31 août 1933. Assassinat à Marienbad (Tchécoslovaquie) de Theodor Lessing, philosophe juif allemand opposant au nazisme, par des nazis des Sudètes.

Theodor Lessing, né le 8 février 1872 à Hanovre et assassiné le 31 août 1933 à Marienbad, est un philosophe juif allemand. Il est connu pour s’être opposé à l’accession de Hindenburg à la présidence de la République de Weimar et pour son livre devenu classique La Haine de soi : ou le refus d’être juif (Der jüdische Selbsthaß), écrit en 1930, trois ans avant l’accession d’Adolf Hitler au pouvoir, dans lequel il analyse le phénomène de la haine de ses origines, fréquent chez certains intellectuels juifs en voie d’assimilation.
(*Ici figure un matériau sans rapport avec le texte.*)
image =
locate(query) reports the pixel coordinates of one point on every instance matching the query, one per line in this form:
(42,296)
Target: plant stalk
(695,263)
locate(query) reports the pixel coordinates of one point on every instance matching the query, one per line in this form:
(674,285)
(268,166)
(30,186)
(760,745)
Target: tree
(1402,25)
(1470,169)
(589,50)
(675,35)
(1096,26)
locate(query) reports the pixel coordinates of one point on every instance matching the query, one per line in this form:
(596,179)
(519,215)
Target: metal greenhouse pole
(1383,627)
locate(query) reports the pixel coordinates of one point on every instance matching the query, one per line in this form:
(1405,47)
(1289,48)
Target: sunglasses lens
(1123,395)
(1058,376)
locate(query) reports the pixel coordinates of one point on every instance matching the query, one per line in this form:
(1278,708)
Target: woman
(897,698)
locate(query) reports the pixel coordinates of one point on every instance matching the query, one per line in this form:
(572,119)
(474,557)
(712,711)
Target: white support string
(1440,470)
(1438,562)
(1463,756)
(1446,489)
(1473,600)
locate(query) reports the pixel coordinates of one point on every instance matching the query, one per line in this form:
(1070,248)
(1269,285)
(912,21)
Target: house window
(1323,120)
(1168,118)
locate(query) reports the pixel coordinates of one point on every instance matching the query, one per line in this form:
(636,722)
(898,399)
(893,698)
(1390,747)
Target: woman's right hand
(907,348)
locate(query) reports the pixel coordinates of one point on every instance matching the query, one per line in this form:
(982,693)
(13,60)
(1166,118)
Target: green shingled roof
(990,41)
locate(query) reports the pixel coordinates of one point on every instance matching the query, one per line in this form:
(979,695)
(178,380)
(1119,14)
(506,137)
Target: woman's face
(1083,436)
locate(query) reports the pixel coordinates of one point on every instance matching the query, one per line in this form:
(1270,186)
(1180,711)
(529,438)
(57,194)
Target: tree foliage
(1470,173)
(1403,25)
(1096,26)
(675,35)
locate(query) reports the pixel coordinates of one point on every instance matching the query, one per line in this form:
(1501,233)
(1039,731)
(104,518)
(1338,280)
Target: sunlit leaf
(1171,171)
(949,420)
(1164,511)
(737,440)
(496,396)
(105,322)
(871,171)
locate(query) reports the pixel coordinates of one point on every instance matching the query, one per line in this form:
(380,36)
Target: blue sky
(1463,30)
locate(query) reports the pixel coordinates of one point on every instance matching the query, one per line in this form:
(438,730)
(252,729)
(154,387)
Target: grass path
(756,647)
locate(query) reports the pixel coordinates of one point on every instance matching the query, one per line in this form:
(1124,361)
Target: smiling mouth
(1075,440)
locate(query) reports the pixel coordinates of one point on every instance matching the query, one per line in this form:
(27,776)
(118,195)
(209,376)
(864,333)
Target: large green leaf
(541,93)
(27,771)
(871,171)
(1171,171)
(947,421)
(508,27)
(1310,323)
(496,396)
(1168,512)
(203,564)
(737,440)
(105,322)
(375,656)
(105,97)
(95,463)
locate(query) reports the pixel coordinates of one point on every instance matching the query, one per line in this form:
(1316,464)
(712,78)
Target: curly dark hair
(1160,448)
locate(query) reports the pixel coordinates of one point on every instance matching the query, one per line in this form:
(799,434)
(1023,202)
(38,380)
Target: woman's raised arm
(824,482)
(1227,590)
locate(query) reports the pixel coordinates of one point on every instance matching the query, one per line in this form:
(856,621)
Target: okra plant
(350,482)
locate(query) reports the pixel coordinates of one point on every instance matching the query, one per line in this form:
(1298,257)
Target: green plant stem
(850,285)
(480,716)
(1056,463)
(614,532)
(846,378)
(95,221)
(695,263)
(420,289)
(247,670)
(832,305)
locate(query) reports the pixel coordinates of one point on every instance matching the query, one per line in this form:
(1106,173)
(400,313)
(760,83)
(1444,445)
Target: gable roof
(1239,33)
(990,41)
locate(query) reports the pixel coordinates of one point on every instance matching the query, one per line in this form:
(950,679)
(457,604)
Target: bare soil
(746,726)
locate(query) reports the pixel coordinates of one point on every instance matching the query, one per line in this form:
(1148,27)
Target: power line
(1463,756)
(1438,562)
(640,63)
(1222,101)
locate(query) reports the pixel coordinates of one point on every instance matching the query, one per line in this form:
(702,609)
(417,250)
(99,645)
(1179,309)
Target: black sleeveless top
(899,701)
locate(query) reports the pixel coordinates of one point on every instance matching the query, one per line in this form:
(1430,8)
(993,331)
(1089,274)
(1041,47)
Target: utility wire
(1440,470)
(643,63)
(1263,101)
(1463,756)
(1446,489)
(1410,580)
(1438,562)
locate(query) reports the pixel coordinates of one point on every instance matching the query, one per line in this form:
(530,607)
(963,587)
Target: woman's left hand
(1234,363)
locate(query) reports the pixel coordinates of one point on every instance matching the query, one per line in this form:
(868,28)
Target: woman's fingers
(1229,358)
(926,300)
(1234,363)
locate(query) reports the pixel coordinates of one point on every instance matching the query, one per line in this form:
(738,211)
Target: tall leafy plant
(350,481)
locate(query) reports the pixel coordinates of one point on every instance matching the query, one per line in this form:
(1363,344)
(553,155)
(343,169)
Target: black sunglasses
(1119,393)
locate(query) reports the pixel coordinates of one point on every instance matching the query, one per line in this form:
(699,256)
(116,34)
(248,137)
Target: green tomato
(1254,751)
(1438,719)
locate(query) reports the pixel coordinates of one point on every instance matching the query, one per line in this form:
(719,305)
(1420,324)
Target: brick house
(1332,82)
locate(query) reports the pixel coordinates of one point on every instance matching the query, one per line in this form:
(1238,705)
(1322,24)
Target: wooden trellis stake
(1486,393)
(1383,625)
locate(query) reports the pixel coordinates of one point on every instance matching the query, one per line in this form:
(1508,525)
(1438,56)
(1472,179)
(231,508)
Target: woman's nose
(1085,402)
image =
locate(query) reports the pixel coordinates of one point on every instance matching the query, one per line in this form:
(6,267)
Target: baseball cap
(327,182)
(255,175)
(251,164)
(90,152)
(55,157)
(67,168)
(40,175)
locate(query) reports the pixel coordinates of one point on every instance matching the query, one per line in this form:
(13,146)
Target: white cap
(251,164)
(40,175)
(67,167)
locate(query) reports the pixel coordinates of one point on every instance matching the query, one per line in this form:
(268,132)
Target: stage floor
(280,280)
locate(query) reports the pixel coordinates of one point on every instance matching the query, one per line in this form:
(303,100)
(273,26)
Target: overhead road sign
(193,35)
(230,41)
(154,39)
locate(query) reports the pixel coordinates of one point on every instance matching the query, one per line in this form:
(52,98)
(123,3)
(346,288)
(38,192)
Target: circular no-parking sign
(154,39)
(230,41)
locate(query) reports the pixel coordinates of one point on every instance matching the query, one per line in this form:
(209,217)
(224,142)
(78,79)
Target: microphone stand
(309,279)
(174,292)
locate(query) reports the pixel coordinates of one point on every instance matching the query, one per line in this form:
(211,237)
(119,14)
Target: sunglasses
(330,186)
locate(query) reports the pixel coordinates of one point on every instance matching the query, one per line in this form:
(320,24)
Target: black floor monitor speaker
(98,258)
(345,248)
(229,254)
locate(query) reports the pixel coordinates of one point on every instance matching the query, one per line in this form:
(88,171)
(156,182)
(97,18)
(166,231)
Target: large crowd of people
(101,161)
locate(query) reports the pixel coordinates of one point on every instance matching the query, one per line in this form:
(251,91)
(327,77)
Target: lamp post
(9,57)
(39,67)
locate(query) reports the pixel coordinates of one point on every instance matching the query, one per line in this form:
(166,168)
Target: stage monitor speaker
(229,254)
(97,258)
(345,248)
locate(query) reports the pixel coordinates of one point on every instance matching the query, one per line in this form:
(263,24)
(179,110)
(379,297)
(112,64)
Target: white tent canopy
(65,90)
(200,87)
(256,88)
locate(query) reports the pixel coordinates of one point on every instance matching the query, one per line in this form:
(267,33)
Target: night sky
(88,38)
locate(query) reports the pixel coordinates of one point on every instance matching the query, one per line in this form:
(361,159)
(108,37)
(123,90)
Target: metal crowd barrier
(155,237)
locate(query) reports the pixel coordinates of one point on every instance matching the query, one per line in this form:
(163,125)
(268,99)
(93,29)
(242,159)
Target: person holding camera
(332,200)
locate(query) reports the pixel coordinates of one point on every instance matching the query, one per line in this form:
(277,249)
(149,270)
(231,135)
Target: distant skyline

Dans son enfance il voit son père, mari infidèle, battre assez souvent son épouse. Theodor intervient alors pour défendre sa mère. Cette enfance troublée explique probablement son peu d’attrait pour les études scolaires. Par opposition avec son père qui le destine à la profession de médecin, il choisit de se consacrer à la littérature et à la philosophie.

Le judaïsme est présent dans sa famille, mais comme une survivance. On suppose que les troubles de son enfance l’ont conduit à quitter momentanément sa communauté en 1894.

En 1899, il épouse une jeune femme de l’aristocratie prussienne. Mais sa belle-famille refuse de rencontrer leur gendre juif. Theodor Lessing revient alors vers la confession juive.

Malgré ses titres universitaires, son judaïsme et ses idées social-démocrates ne lui permettent pas d’accéder à un poste dans l’université allemande et il doit se contenter en 1907 d’un poste de professeur au collège technique de Hanovre.

Il s’intéresse à la question juive. Par une approche historique, il essaye d’en expliquer le sens et l’origine. Il voit une explication dans l’interprétation que les juifs font de chaque malheur qui leur arrive, comme une expiation d’un péché qu’ils auraient commis :

« Le peuple d’Israël est le premier, le seul peut-être de tous, qui ait cherché en soi-même la coupable origine de ses malheurs dans le monde. Au plus profond de chaque âme juive se cache ce même penchant à concevoir toute infortune comme un châtiment (Theodor Lessing – La haine de soi ou le refus d’être juif) »

Il cherche alors à comprendre d’où vient ce sentiment de culpabilité. De son analyse, il rédige en 1930 son livre le plus connu : La haine de soi ou le refus d’être juif (Der jüdische Selbsthaß), dans lequel il expose la biographie de Juifs qui se sont avérés être hostiles au judaïsme et à la communauté juive, et tente d’en expliquer les raisons. Il est persuadé que la haine juive de soi de certains intellectuels juifs (Paul Rée, Otto Weininger, Arthur Trebitsch, Max Steiner, Walter Calé (de) et Maximilian Harden), qui font de la culture allemande une culture supérieure en les poussant à renier leur propre culture, est un des éléments pouvant inciter à l’antisémitisme.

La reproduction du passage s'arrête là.